Property Name | Default | Description |
---|---|---|
channels | – | |
type | – | The component type name, needs to be avro |
bind | – | hostname or IP address to listen on |
port | – | Port # to bind to |
threads | – | Maximum number of worker threads to spawn |
selector.type | ||
selector.* | ||
interceptors | – | Space-separated list of interceptors |
interceptors.* | – | |
compression-type | none | This can be “none” or “deflate”. The compression-type must match the compression-type of matching AvroSource |
ssl | false | Set this to true to enable SSL encryption. You must also specify a “keystore” and a “keystore-password”. |
keystore | – | This is the path to a Java keystore file. Required for SSL. |
keystore-password | – | The password for the Java keystore. Required for SSL. |
keystore-type | JKS | The type of the Java keystore. This can be “JKS” or “PKCS12”. |
exclude-protocols | SSLv3 | Space-separated list of SSL/TLS protocols to exclude. SSLv3 will always be excluded in addition to the protocols specified. |
ipFilter | false | Set this to true to enable ipFiltering for netty |
ipFilterRules | – | Define N netty ipFilter pattern rules with this config. |
2.1.2 示例
示例請參考官方文檔
進入flume文件中的conf目錄下,創建一個a1.conf文件。定義:sinks,channels,sources
#a1.conf:單節點Flume配置
# 命名此代理上的組件
a1.sources = r1
a1.sinks = k1
a1.channels = c1
#配置sources
a1.sources.r1.type = netcat
a1.sources.r1.bind = localhost
a1.sources.r1.port = 44444
#配置sinks
a1.sinks.k1.type = logger
#配置channels
a1.channels.c1.type = memory
a1.channels.c1.capacity = 1000
a1.channels.c1.transactionCapacity = 100
#爲sources和sinks綁定channels
a1.sources.r1.channels = c1
a1.sinks.k1.channel = c1
啓動 Flume
[root@flume flume]# bin/flume-ng agent --conf conf --conf-file conf/a1.conf --name a1 -Dflume.root.logger=INFO,console
或者
[root@flume flume]# bin/flume-ng agent -c conf -f conf/a1.conf -n a1 -Dflume.root.logger=INFO,console
測試 Flume
重新打開一個終端,我們可以telnet端口44444並向Flume發送一個事件:
[root@flume ~]# telnet localhost 44444
Trying 127.0.0.1...
Connected to localhost.localdomain (127.0.0.1).
Escape character is '^]'.
Hello world! <ENTER> # 輸入的內容
OK
原始的Flume終端將在日誌消息中輸出事件:
2018-11-02 15:29:47,203 (lifecycleSupervisor-1-0) [INFO - org.apache.flume.source.NetcatSource.start(NetcatSource.java:155)] Source starting
2018-11-02 15:29:47,214 (lifecycleSupervisor-1-0) [INFO - org.apache.flume.source.NetcatSource.start(NetcatSource.java:166)] CreatedserverSocket:sun.nio.ch.ServerSocketChannelImpl[/127.0.0.1:44444]

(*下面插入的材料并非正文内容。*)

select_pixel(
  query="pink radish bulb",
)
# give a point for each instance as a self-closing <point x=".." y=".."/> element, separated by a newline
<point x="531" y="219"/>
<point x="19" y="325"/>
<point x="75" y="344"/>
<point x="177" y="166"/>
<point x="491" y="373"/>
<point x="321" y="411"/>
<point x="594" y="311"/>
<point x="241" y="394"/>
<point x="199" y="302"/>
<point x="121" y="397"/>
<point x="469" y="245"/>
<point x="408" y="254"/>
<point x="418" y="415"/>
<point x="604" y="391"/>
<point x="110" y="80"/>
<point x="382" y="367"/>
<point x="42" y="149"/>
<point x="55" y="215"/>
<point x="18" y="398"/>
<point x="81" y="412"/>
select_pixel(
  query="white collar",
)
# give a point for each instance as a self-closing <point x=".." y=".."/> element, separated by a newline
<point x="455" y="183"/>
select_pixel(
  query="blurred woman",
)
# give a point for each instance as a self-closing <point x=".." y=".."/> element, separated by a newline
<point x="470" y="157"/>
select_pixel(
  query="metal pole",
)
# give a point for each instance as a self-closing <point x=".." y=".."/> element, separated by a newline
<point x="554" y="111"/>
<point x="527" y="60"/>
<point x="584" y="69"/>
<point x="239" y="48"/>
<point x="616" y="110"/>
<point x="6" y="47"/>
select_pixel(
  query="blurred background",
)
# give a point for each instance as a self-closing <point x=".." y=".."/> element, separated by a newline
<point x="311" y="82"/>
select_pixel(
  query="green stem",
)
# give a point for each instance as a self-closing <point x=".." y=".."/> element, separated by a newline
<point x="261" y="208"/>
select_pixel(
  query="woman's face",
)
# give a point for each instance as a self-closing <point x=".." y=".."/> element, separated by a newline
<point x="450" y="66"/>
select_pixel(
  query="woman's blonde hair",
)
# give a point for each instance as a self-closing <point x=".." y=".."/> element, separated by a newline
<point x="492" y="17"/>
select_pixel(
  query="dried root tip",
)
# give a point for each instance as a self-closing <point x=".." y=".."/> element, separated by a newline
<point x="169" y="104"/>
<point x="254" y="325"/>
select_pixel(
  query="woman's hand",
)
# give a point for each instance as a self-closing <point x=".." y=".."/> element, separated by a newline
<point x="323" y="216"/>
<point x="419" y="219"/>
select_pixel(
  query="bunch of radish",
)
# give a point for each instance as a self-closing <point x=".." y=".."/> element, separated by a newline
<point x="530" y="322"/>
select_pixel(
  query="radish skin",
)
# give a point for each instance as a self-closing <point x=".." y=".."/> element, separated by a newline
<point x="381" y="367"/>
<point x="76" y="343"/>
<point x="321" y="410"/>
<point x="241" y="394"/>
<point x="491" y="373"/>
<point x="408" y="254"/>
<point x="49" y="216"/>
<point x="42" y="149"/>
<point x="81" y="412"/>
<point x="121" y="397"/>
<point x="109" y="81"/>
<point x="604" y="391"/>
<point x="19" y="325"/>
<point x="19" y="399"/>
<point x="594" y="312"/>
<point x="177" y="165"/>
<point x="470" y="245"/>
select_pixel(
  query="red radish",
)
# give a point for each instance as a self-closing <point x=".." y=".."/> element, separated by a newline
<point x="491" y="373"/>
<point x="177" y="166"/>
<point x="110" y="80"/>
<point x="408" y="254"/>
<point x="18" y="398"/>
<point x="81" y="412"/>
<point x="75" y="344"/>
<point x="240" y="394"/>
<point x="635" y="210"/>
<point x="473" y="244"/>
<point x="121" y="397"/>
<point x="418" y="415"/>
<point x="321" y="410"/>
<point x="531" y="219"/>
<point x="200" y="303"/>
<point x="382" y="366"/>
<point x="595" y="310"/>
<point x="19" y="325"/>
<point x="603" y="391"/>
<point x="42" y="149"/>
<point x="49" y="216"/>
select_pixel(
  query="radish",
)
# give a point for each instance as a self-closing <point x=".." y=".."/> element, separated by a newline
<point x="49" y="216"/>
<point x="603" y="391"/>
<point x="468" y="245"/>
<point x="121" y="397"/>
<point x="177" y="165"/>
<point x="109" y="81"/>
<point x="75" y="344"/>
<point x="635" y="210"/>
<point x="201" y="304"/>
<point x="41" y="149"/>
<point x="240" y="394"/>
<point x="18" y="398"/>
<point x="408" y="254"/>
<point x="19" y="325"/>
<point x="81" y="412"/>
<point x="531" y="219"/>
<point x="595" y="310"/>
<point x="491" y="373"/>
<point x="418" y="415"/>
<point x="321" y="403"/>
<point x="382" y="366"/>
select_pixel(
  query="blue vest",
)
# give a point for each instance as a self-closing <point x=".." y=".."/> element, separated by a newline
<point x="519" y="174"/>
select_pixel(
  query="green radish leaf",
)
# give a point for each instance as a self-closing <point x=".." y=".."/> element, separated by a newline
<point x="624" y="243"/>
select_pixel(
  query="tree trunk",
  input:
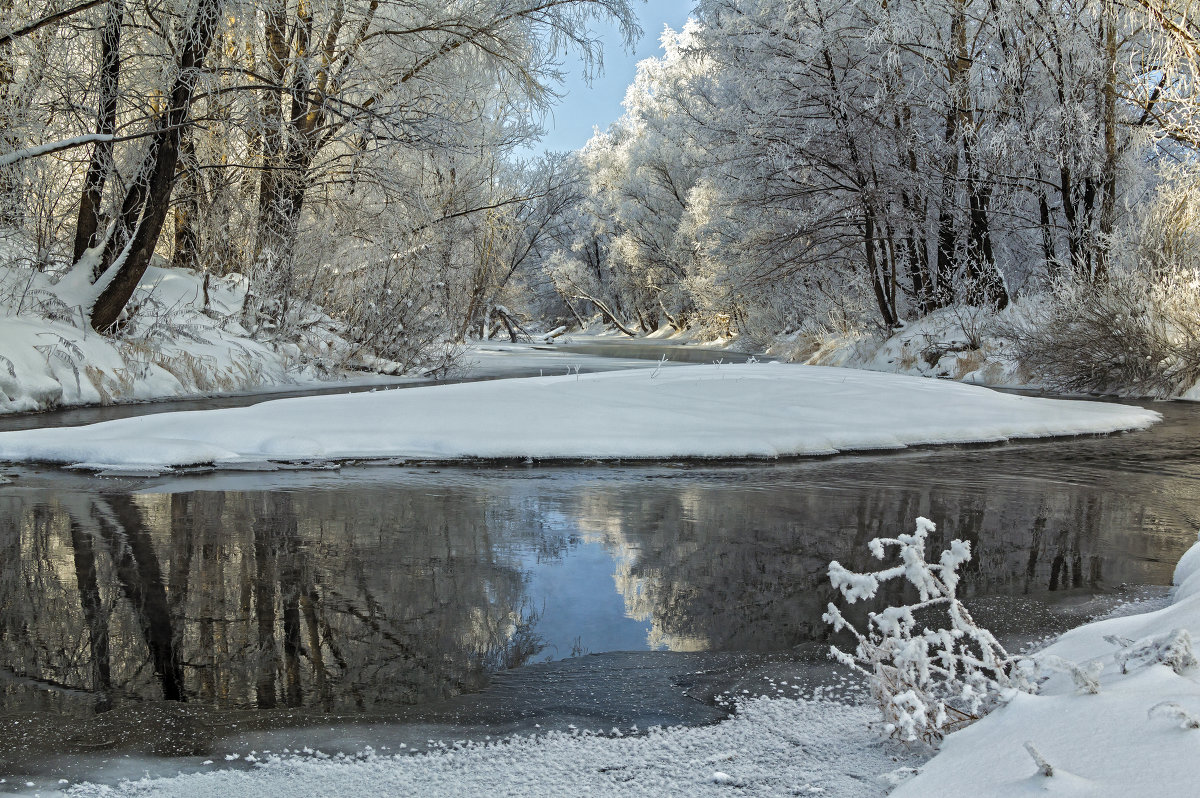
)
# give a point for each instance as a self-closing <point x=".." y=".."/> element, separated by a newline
<point x="100" y="166"/>
<point x="149" y="198"/>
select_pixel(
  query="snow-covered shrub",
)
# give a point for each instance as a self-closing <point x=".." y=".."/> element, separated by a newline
<point x="1173" y="649"/>
<point x="1133" y="333"/>
<point x="1137" y="328"/>
<point x="928" y="679"/>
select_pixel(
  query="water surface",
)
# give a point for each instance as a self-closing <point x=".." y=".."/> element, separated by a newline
<point x="184" y="616"/>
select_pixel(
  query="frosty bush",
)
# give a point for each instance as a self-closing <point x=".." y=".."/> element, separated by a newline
<point x="928" y="679"/>
<point x="1137" y="327"/>
<point x="1131" y="333"/>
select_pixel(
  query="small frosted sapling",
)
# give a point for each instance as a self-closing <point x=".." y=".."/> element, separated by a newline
<point x="929" y="681"/>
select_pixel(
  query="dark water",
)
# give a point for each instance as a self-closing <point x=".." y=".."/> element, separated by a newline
<point x="162" y="616"/>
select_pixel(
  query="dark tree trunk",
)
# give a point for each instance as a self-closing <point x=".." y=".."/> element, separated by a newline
<point x="149" y="199"/>
<point x="88" y="226"/>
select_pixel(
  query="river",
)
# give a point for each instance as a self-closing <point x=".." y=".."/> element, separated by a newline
<point x="157" y="623"/>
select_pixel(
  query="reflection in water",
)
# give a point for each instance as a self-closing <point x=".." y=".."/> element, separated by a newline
<point x="265" y="599"/>
<point x="370" y="588"/>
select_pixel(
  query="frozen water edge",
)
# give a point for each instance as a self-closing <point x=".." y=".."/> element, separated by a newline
<point x="688" y="412"/>
<point x="772" y="748"/>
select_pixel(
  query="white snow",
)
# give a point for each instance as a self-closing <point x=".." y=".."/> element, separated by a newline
<point x="769" y="748"/>
<point x="731" y="411"/>
<point x="51" y="358"/>
<point x="1132" y="738"/>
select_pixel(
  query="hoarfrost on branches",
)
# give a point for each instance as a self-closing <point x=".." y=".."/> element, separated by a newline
<point x="928" y="679"/>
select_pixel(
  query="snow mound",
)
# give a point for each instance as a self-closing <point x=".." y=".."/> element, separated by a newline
<point x="731" y="411"/>
<point x="1137" y="737"/>
<point x="185" y="340"/>
<point x="772" y="748"/>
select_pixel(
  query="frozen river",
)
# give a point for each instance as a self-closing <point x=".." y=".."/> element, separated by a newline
<point x="156" y="623"/>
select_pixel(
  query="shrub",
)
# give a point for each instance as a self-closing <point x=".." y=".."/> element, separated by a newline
<point x="928" y="679"/>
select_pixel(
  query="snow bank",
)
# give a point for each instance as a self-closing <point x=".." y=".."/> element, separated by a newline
<point x="731" y="411"/>
<point x="1129" y="739"/>
<point x="180" y="346"/>
<point x="957" y="342"/>
<point x="772" y="748"/>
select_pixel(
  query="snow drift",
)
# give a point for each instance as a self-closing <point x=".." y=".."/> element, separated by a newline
<point x="731" y="411"/>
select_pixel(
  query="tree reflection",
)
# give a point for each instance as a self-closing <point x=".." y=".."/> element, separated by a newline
<point x="265" y="599"/>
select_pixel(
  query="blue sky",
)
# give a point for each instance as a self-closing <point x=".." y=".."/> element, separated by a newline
<point x="585" y="107"/>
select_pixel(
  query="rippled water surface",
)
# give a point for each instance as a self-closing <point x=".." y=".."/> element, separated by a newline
<point x="165" y="615"/>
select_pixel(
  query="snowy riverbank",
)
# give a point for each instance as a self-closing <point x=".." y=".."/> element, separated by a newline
<point x="186" y="341"/>
<point x="1135" y="737"/>
<point x="732" y="411"/>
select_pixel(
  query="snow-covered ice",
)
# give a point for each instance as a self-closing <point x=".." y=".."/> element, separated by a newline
<point x="717" y="411"/>
<point x="1138" y="736"/>
<point x="777" y="747"/>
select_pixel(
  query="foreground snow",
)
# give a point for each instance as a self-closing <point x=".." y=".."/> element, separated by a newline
<point x="771" y="748"/>
<point x="1125" y="741"/>
<point x="732" y="411"/>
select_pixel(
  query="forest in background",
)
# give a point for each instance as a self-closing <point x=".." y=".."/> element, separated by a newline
<point x="786" y="171"/>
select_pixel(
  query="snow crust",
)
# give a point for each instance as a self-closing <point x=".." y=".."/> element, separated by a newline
<point x="731" y="411"/>
<point x="1132" y="738"/>
<point x="51" y="358"/>
<point x="771" y="748"/>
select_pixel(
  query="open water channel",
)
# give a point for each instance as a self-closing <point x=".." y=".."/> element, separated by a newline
<point x="157" y="623"/>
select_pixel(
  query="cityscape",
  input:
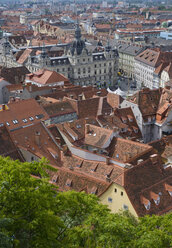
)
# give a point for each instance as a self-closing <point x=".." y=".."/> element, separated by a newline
<point x="85" y="124"/>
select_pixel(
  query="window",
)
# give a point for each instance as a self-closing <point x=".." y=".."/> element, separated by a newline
<point x="39" y="116"/>
<point x="24" y="120"/>
<point x="148" y="205"/>
<point x="15" y="121"/>
<point x="125" y="207"/>
<point x="69" y="182"/>
<point x="157" y="201"/>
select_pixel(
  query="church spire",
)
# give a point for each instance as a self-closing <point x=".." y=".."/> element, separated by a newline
<point x="77" y="31"/>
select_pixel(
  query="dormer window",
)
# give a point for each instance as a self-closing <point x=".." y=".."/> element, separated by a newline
<point x="157" y="201"/>
<point x="136" y="130"/>
<point x="145" y="202"/>
<point x="24" y="120"/>
<point x="94" y="190"/>
<point x="148" y="205"/>
<point x="168" y="187"/>
<point x="15" y="121"/>
<point x="69" y="182"/>
<point x="124" y="120"/>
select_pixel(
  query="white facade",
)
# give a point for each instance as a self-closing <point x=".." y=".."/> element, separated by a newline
<point x="144" y="74"/>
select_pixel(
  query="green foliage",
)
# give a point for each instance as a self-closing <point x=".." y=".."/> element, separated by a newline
<point x="33" y="214"/>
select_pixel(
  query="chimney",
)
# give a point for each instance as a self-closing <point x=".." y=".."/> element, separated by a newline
<point x="154" y="158"/>
<point x="37" y="138"/>
<point x="139" y="161"/>
<point x="107" y="160"/>
<point x="80" y="97"/>
<point x="87" y="128"/>
<point x="3" y="107"/>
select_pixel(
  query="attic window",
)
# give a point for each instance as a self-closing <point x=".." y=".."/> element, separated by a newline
<point x="55" y="178"/>
<point x="157" y="201"/>
<point x="15" y="121"/>
<point x="94" y="190"/>
<point x="148" y="205"/>
<point x="39" y="116"/>
<point x="24" y="120"/>
<point x="79" y="165"/>
<point x="69" y="182"/>
<point x="135" y="130"/>
<point x="170" y="192"/>
<point x="125" y="207"/>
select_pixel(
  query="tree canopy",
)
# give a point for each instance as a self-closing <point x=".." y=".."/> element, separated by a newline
<point x="33" y="214"/>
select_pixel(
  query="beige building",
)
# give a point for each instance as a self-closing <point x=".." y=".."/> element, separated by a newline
<point x="78" y="63"/>
<point x="166" y="75"/>
<point x="127" y="53"/>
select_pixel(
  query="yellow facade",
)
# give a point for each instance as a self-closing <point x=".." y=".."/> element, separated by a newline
<point x="116" y="199"/>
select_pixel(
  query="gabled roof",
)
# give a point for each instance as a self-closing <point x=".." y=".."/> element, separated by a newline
<point x="7" y="145"/>
<point x="67" y="179"/>
<point x="22" y="113"/>
<point x="145" y="185"/>
<point x="37" y="140"/>
<point x="22" y="59"/>
<point x="147" y="101"/>
<point x="126" y="150"/>
<point x="45" y="76"/>
<point x="58" y="109"/>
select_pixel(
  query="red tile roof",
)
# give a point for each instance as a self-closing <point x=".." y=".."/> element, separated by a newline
<point x="22" y="113"/>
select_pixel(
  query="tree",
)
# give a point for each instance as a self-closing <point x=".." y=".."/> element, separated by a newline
<point x="34" y="214"/>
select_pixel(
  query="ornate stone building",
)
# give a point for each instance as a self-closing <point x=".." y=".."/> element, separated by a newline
<point x="81" y="66"/>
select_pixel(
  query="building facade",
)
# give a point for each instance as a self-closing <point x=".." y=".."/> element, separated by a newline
<point x="81" y="66"/>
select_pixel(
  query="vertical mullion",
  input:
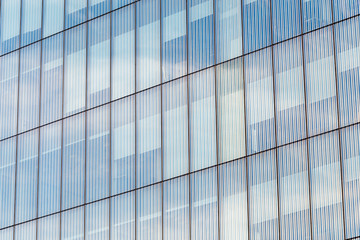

2018-11-02 15:29:58,507 (SinkRunner-PollingRunner-DefaultSinkProcessor) [INFO - org.apache.flume.sink.LoggerSink.process(LoggerSink.java:95)] Event: { headers:{} body: 48 65 6C 6C 6F 20 57 6F 72 6C 64 21 0D Hello World!. }
2.2 Thrift Source
ThriftSource 與Avro Source 基本一致。只要把source的類型改成thrift即可,例如a1.sources.r1.type = thrift,比較簡單,不做贅述。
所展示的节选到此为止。